FY2025 net income was $583M (EPS $4.14, +5.6% YoY) with an ROE of 12.6%. The company has undergone a remarkable capital transformation: eliminating all $1.5B+ of debt while simultaneously returning $1.59B via buybacks over 4 years (shares outstanding: 190M → 141M, -26%). The Inigo acquisition diversifies earnings away from the US housing cycle into global specialty insurance lines (property, casualty, marine, aviation) — a strategic pivot that could justify re-rating from the current 7.5x P/E.

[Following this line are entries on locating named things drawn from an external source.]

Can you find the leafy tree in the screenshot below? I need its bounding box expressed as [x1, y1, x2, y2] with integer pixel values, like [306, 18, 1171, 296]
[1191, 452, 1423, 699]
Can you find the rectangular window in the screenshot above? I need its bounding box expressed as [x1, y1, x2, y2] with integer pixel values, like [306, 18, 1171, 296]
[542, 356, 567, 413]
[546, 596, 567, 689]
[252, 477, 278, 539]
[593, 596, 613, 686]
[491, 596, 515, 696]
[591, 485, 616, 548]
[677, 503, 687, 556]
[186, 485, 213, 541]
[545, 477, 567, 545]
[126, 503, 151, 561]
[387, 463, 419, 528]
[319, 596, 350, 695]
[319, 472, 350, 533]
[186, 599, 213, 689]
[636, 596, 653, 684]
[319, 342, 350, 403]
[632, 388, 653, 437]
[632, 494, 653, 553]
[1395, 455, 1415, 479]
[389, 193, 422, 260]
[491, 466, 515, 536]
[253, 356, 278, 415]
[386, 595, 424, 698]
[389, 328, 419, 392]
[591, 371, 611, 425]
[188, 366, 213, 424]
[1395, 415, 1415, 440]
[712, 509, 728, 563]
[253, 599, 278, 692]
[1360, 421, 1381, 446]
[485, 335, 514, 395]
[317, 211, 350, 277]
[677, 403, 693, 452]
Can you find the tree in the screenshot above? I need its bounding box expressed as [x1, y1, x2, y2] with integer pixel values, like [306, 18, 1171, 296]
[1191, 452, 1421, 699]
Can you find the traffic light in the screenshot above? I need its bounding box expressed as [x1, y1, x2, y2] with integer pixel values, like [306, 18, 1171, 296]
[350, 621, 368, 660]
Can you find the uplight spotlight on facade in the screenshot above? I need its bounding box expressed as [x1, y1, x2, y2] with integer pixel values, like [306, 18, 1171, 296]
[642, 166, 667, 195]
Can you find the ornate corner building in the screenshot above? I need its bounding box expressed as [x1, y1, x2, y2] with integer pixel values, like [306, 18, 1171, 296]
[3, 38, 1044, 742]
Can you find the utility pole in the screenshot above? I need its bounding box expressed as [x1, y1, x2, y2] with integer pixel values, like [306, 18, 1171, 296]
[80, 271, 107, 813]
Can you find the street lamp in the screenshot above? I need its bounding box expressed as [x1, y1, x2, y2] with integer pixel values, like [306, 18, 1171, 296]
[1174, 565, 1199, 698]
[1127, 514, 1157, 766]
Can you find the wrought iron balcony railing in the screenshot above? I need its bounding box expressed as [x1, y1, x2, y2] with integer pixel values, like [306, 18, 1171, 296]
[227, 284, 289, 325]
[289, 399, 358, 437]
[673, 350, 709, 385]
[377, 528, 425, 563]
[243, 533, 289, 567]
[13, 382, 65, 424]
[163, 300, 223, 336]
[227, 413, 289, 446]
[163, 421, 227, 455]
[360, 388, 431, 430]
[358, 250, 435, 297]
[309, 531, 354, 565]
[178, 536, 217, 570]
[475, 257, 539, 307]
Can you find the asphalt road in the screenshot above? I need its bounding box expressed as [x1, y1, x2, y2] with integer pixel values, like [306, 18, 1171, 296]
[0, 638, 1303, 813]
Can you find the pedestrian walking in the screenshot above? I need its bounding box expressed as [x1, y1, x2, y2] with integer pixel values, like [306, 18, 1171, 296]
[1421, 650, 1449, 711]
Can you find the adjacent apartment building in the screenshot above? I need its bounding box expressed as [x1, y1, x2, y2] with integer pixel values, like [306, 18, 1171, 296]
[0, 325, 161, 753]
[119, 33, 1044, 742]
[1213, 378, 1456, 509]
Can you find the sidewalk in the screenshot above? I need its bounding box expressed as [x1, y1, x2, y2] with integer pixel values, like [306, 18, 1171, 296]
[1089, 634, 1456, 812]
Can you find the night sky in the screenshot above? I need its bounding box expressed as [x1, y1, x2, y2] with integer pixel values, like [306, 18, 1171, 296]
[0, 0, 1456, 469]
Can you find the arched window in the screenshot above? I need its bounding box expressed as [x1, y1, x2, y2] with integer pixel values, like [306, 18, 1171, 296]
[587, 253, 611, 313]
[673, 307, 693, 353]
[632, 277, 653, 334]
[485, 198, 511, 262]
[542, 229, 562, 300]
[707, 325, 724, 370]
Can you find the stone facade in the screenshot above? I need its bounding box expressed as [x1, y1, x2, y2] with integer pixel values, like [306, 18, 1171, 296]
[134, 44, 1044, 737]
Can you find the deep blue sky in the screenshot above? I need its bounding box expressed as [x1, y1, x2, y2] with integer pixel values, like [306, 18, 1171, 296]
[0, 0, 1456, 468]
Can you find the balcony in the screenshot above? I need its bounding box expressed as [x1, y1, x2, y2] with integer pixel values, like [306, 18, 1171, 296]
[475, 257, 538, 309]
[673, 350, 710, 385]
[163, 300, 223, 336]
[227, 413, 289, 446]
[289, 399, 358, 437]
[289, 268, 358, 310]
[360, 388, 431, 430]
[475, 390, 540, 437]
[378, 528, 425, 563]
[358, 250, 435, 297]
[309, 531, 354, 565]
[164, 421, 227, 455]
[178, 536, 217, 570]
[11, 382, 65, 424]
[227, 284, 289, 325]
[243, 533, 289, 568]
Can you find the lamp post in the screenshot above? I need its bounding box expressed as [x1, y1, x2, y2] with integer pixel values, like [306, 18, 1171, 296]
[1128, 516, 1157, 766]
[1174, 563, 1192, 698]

| Business Segment | Revenue | % of Total | YoY Growth | Margin | Notes |
|---|
| Mortgage Insurance | $980M | 82% | -3.0% | — | Private MI on residential mortgages; $275B insurance-in-force; declining as book runs off |
| Homegenius (Title/Real Estate) | $80M | 7% | +5.0% | — | Title insurance, appraisal, and real estate technology services |
| Inigo (Specialty Insurance) | $136M | 11% | +15.0% | — | Lloyd's of London syndicate; property, casualty, marine, aviation; acquired FY2025 |
| Blended Growth Rate | — | 100% | -0.5% | — | Weighted avg across segments |
🔍 Quality Scorecard
| Metric | Value | Assessment |
|---|
| ROIC | 12.6% | ≥12% strong |
| Debt / EBITDA | 0.0x | ≤2x conservative |
| Revenue Trend | Declining 3yr | 3-year directional trend |
| FCF Margin Trend | Stable (±1pp) | Directional margin trajectory |
| Analyst Revisions | Upward revisions | Last 90 days consensus direction |
✅ Quality profile supports the valuation
📊 Financial Snapshot
| Metric | 2021 | 2022 | 2023 | 2024 | 2025 |
|---|
| Revenue ($M) | $1,309 | $1,529 | $1,219 | $1,209 | $1,130 |
| Rev YoY Growth | — | +16.8% | -20.3% | -0.8% | -6.5% |
| Gross Margin | 100.0% | 100.0% | 100.0% | 100.0% | 100.0% |
| EBITDA ($M) | $75 | $77 | $58 | $62 | $46 |
| EBITDA Margin | 5.7% | 5.0% | 4.8% | 5.1% | 4.1% |
| Operating Income ($M) | $600 | $743 | $603 | $604 | $583 |
| Operating Margin | 45.8% | 48.6% | 49.5% | 50.0% | 51.6% |
| Net Income ($M) | $601 | $743 | $603 | $604 | $583 |
| Net Margin | 45.9% | 48.6% | 49.5% | 50.0% | 51.6% |
| EPS (diluted) | $3.16 | $4.35 | $3.77 | $3.92 | $4.14 |
| Free Cash Flow ($M) | $545 | $371 | $521 | $-665 | $116 |
| Annual DPS | $0.560 | $0.720 | $0.880 | $0.970 | $1.020 |
| Total Debt ($M) | $1,409 | $1,569 | $1,537 | $0 | $0 |
💹 Capital Return & Share Count Analysis
Net Share Change
-25.9% (2021→2025)
📉 Net reduction — buybacks exceed issuances
EPS Amplification
EPS grew +31.0% vs net income -3.0% over the period — +34.0pp of EPS growth amplified by share reduction.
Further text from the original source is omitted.